I'm not sure why this appreciation of Thomas Pynchon's Gravity's Rainbow is being re-packaged and re-sold as a "Summer Issue" - seems to me Bookninja linked to the same essay last fall. But it's a good essay, and a very provocative one for those of us who read GR in our twenties and treated it like The Tibetan Book of the Dead.
In the early 90s I was yet another scrawny, scruffy acolyte in the Cult of Pynchon. Like most of the other smart-asses in these twitching lower ranks, I eschewed biblical commentaries (A Gravity's Rainbow Companion, etc.) in favor of uninformed Reader Response, thinking the free-associative synapses in my young brain could intuitively connect all the dots for me. I dived into this fray of words, and came out the other end with vague notions of what I'd spent the last month doing. Clearly I'd have to read every word the man had published.
I went back to his earlier stuff - The Crying of Lot 49, Slow Learner, V. - and bought Vineland hot-off-the-press. By the time Mason & Dixon came into being, I'd read enough Pynchon to last the rest of my life. Gravity's Rainbow is the author's "inescapable" book - everything prior to it reads as if it is leading up to it; everything after reads like a baffled act of recovery.
I have a mild hunch that the act of becoming a parent quickly reduces the appeal to such darkly luminescent works as GR. GR explores, among other things, the weight of war. What is the value of family, economy, any perceived social safety-net, in the face of random obliteration? Pynchon asks these questions with the bravura of a young man too intelligent for his own good. He risks all, and discovers ... well, it's been 15 years since I last read the book. I've forgotten just what he discovers, and I'm not at all sure I ever knew.
Did Pynchon become a father after he wrote GR? Vineland ("For my mother and father") is enough of a meditation on the the sunnier (and predictably crazy) hopes and dreams of the American Family to pose the question. I could almost posit that the novel's opening scene as a metaphor of the author's life: protagonist Zoyd Wheeler, preparing to do his yearly public dumb-ass stunt to qualify for mental-disability benefits.
Whatever. All I know is, since I've become a father I've become disinclined to read Pynchon. For one thing, his books demand too much; if I'm irritable with my kids after reading a few pages, that's not a good thing. I still have his books on the shelf, however, and reading this essay gets me thinking a re-visit of Gravity's Rainbow might just be in order. In small doses, of course.
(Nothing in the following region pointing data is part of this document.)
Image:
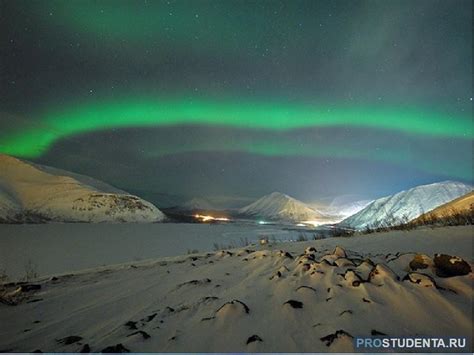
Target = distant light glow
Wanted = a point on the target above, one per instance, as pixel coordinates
(207, 218)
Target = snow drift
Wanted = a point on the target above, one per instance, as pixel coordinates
(32, 193)
(406, 205)
(278, 206)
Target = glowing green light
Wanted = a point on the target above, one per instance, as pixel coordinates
(276, 116)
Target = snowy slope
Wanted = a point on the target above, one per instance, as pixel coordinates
(278, 206)
(406, 205)
(28, 193)
(463, 204)
(345, 210)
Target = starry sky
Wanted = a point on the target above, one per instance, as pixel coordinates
(316, 99)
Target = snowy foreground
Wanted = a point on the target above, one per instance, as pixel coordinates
(280, 298)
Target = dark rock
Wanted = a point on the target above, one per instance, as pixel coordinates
(253, 338)
(306, 287)
(35, 300)
(420, 279)
(419, 262)
(150, 317)
(145, 335)
(69, 340)
(346, 311)
(195, 282)
(449, 266)
(29, 287)
(245, 307)
(329, 339)
(118, 348)
(294, 303)
(131, 325)
(85, 349)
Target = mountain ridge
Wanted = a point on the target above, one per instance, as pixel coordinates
(405, 205)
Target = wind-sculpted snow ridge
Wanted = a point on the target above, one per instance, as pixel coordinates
(278, 206)
(305, 298)
(30, 193)
(405, 206)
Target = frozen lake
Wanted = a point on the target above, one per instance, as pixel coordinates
(62, 248)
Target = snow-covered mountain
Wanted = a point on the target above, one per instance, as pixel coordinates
(29, 192)
(406, 205)
(278, 206)
(461, 205)
(344, 210)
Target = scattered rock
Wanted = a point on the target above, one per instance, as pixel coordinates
(306, 288)
(145, 335)
(338, 251)
(29, 287)
(420, 261)
(253, 338)
(34, 300)
(341, 262)
(118, 348)
(131, 325)
(420, 279)
(85, 349)
(150, 317)
(449, 266)
(234, 306)
(69, 340)
(195, 282)
(294, 303)
(330, 338)
(285, 254)
(346, 311)
(380, 274)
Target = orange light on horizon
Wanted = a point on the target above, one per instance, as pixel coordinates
(206, 218)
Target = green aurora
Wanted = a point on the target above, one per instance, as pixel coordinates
(89, 117)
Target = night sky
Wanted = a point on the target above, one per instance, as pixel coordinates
(316, 99)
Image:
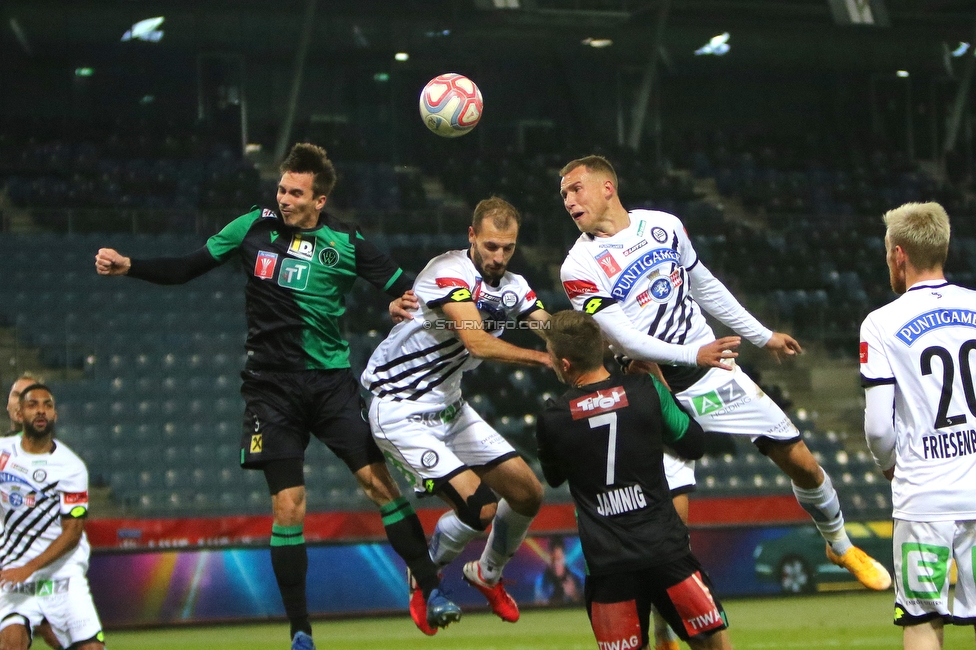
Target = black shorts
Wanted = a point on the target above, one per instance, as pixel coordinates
(283, 409)
(619, 604)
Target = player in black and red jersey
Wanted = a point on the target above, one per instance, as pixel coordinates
(606, 436)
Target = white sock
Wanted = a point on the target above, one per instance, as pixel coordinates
(450, 537)
(823, 505)
(508, 529)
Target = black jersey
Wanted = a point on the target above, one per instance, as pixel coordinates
(297, 280)
(607, 439)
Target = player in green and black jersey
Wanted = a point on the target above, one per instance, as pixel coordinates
(606, 436)
(300, 264)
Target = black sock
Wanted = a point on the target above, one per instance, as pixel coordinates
(407, 538)
(289, 559)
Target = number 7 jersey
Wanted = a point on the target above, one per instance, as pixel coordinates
(923, 343)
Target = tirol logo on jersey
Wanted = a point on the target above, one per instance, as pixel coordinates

I've tried twice to read GR - once when I was much younger, then again last year. Failed to finish both times, though I "got" quite a bit more of it second time around than first. But I have to be honest: I'm still too thick for this book; and though it jumps and flirts and screeches around chaotically, rather like my own mind does, that unfortunately does not make for easy reading. So when I could follow the jumps around, I couldn't grasp what was being said; but now that I can derive some understanding of it, I can't follow the damned thing any more.